The Second Circuit also found that the “absolute and unconditional” right to payment provision on the reverse side of the class c notes trumped the limited recourse provision in the indenture.7 Relying on New York law again, the Second Circuit noted that where there is a conflict between the terms of the note and the ancillary documents, the terms of the note control. Thus, the class c noteholders had an “absolute and unconditional” right to payment of interest and principal upon the notes’ maturity and were not limited to the Trust Collateral.
Preserving the Integrity of the Indenture
Issuers should carefully consider the ramifications of the court’s decision in First Millennium on their future note issuances. In light of this decision, issuers should review broad boilerplate language that may conflict with, and trump, limited recourse provisions and similar provisions (such as customary provisions limiting enforcement, non-petition, extinguishment of obligations and non-recourse). Limitations on the applicability of “notwithstanding clauses” should be clearly expressed in indentures, particularly with respect to provisions granting noteholders an “absolute and unconditional” right to payment of principal and interest. In addition, issuers must also take care to insure that the terms of the notes themselves do not override the terms of the indenture.
1 Bank of New York v. First Millennium, Inc., No. 09-1628-cv (2d Cir. June 1, 2010).
2 As NextBank’s receiver, the FDIC succeeded to all of the bank’s “rights, titles, powers, and privileges.” 12 U.S.C. § 1821(d)(2)(A)(I).
3 The limited recourse provision states, “The obligation of the Issuer to make payments of principal of, and interest on and other amounts with respect to, the Notes is limited by recourse only to the Collateral.” First Millennium, at 19.

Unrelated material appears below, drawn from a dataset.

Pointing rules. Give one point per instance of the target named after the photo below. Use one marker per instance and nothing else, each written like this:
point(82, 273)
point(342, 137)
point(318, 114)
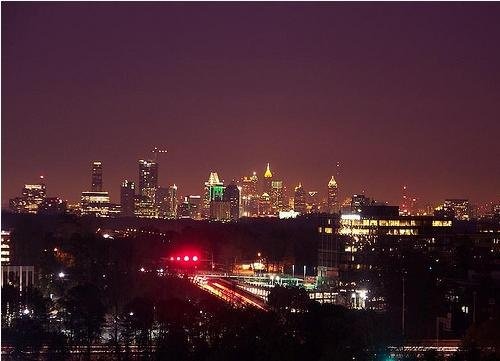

4 The notwithstanding clause states, “Notwithstanding any other provision in this Indenture, each Holder of a Note shall have the right which is absolute and unconditional to receive payment of the principal and interest in respect of such note as such principal and interest becomes due and payable and to institute suit for the enforcement of any such payment.” Id.
5 Id., at 20.
6 15 U.S.C. § 77ppp(b).
7 The class c notes state, “No reference herein to the Indenture and no provision of this Class C Note or of the Indenture shall alter or impair the obligation of the Issuer, which is absolute and unconditional, to pay the principal of and interest on this Class c note at the times, place, and rate, and in the coin or currency prescribed.” First Millennium, at 19.